На миг я перестаю рисовать и смотрю на Ноя. Сейчас он сосредоточен на музыке и ведет кисть по дуге в полном резонансе с соло трубы. Его настроение передается цветом индиго. Ной грустит, потому что сердце разбито – я помню, что сказала его сестра на кухне, – или по другой причине?
Ной чувствует, что я не рисую, и поворачивается ко мне. Он еще молчит, но во взгляде у него мелькает не то опасение, не то нерешительность. В ком он сомневается – во мне или в себе самом?
– Давай посмотрим, что у тебя вышло, – предлагает он.
Я качаю головой.
– Нет, пусть сперва песня закончится.
Но вот песня заканчивается, а я по-прежнему недоволен.
– Получилось не очень, – говорю я, когда начинается новая песня.

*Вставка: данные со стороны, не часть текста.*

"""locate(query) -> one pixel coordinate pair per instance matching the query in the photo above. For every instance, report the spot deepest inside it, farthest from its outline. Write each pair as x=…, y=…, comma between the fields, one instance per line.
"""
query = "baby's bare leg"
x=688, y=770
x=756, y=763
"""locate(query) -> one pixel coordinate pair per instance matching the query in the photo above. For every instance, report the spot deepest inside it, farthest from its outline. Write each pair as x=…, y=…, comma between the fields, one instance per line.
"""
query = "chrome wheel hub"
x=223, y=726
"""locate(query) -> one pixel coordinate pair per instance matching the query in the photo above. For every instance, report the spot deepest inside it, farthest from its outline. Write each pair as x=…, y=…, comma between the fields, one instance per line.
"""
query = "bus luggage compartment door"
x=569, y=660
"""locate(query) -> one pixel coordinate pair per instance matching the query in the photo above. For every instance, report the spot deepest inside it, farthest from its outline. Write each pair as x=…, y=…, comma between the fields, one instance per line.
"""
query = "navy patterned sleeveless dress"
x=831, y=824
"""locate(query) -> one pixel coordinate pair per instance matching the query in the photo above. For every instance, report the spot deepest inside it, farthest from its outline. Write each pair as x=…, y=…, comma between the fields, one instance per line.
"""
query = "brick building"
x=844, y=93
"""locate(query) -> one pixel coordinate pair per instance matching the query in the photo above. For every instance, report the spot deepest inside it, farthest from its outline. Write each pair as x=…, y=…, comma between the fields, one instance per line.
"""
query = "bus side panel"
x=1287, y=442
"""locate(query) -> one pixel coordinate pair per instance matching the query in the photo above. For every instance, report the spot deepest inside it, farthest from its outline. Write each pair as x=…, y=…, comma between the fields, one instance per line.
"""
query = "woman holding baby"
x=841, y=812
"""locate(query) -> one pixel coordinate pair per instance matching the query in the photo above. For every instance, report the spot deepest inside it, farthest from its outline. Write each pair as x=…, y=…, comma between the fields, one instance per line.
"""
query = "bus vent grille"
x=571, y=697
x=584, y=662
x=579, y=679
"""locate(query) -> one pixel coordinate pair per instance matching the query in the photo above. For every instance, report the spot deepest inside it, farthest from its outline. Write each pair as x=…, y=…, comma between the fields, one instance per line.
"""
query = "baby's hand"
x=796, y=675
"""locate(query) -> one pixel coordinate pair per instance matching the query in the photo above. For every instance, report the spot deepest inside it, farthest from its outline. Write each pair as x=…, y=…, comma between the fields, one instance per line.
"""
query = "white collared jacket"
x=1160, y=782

Есть желание закрыть Ною обзор и стереть нарисованное. Но я ему показываю.
Ной стоит рядом со мной и смотрит на нарисованную мною музыку. Когда он начинает говорить, флюгельгорн Чета Бейкера придает его словам особую значимость.
– Получилось великолепно.
Ной так близко. Я чувствую только его присутствие. Оно в окружающем нас воздухе, в окружающей нас музыке, во всех моих мыслях. Кисть я так и не отложил. Ной тянется к моей руке и аккуратно ее поднимает.
– Вот так, – шепчет он, направляя мою руку, и на бумаге появляется красновато-коричневая полоса.
«Пока лишь только сумерки. Дождусь, когда зажжется первая звезда…»[26]
Кисть проходит свой путь. Мы оба знаем, когда он закончится. Наши руки опускаются вместе, связь поддерживается.
Мы ее не прерываем.
Мы стоим и смотрим. Его ладонь поверх моей руки. Наше дыхание.
Мы оставляем все невысказанным.
Песня заканчивается. Начинается другая, эдакий взрыв жизнерадостности.
«Давай потеряемся в объятьях друг друга…»[27]
Связь рук обрывается. Я поворачиваюсь к нему. Ной с улыбкой возвращается к своему мольберту и берет кисть. Я иду следом, бросаю взгляд ему через плечо и… замираю от шока.
Его рисунок не абстракция. Ной использовал только один цвет – очень темный зеленый, на грани черного. Нарисовал он женщину, танцующую с закрытыми глазами. На листе бумаги лишь одна фигура, но, взглянув на нее, понимаешь, что происходит. Эта женщина на танцполе, танцует соло.